As for literature, I learned that literature is not necessarily only literary pieces of work anymore. Any written work targeted at reader’s finding out something either efferently or aesthetically in the text constitutes literature. By definition, a menu makes up a literature the same way a novel does in that both have the reader find something out regardless of the different nature of reading both entail. The former constitutes what is called non-fiction literature, the latter fiction literature. This shift in the way I should now perceive literature affects the way I should teach that to children. I can use both fiction and non-fiction literature in the classroom.
In teaching literature to children, I learned that I can alternate between these three strategies: 1). Exploiting a fiction literature to teach children to experience aesthetic reading; 2). Exploiting a non-fiction literature to teach children content knowledge and academic language; and 3). Adopting free voluntary reading with me not intervening too much in the process, instead letting the children go about reading themselves starting with selecting the text and reading it till finished.

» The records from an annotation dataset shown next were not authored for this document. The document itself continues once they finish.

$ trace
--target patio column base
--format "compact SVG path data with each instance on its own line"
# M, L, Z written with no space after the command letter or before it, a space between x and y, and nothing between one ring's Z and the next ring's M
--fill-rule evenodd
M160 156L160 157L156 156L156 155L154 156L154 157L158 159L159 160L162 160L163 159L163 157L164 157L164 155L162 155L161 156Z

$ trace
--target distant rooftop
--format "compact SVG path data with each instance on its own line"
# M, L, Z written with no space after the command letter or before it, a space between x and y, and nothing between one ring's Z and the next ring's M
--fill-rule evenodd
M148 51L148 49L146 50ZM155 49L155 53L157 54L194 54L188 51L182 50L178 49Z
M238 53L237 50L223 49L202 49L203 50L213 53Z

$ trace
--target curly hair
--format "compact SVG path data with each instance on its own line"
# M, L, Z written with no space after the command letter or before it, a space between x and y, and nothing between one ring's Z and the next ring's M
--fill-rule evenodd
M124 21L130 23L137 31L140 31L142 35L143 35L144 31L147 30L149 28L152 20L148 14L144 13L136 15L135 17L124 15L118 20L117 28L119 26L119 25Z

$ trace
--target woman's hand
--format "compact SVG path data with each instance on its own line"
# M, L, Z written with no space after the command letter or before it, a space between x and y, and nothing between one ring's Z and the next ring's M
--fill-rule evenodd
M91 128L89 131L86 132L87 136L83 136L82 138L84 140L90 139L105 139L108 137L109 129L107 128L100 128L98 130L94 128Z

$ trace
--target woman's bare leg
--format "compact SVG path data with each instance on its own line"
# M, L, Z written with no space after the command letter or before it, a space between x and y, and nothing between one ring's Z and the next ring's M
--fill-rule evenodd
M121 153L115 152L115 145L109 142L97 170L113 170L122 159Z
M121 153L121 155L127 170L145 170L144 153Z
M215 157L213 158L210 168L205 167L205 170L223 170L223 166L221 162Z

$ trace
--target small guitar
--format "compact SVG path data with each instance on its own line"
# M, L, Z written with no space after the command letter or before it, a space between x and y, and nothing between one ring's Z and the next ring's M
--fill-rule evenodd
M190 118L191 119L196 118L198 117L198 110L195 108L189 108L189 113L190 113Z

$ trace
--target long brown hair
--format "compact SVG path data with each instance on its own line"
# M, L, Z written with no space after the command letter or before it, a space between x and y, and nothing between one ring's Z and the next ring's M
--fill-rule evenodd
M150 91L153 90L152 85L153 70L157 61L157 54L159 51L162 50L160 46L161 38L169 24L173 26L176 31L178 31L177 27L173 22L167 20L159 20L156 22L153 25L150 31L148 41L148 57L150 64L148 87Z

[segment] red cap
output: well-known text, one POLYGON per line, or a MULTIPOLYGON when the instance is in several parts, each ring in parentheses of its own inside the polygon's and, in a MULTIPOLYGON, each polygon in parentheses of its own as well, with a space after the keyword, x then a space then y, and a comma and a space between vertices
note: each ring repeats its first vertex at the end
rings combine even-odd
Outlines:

In so doing, I should be sensitive towards the children’s level of literacy, interest in reading topics, etc. I have to take all this into consideration if I am to make the learning effective and successful.
The immediate effect of learning about literature and teaching literature to children that way above on me is my choosing a children VCD program called “Magic English” to investigate for my thesis with regards to its adoption or non-adoption of TEYL principles. I come to think that the program is a perfect example of literature in its modern sense. It is an audiovisual that entices a lot of children to learn from it. But I have changed my mind. I have found a more workable and manageable topic for my thesis having something to do with argumentative essay writing that is believed to be able to promote critical thinking. I have therefore offered the above topic to one of my friends and she is most interested in it.
Apart from learning about the subject of teaching literature to children, I learned something else from this class in which I had a guest-lecturer coming from America, the country that has always inspired and fascinated me as far as its English speech is concerned through its cowboys movies, soap operas, movies, English 900, Bill Clinton’s inaugural speech, etc. He taught in a way different from that most of my lecturers adopt. The way I see it, he taught us the American way, that is, where the students have a lot of say in whatever they are learning. With him, it was a very student-centered class. With my friends, I got to discuss things in groups, compared the results with other groups’, reported the findings to the whole class, etc. This was quite a different experience for me especially since that happened almost in every session I had with him. What he did was that he simply he facilitated the activities, not intervening too much in the process of group or class discussion. We were really made to “construct knowledge” by ourselves. He did not spoon-feed us with answers; we were to find the answers through our discussion and deliberation. I think I liked it very much though sometimes I felt that still I wanted him to lecture us once in awhile for a change.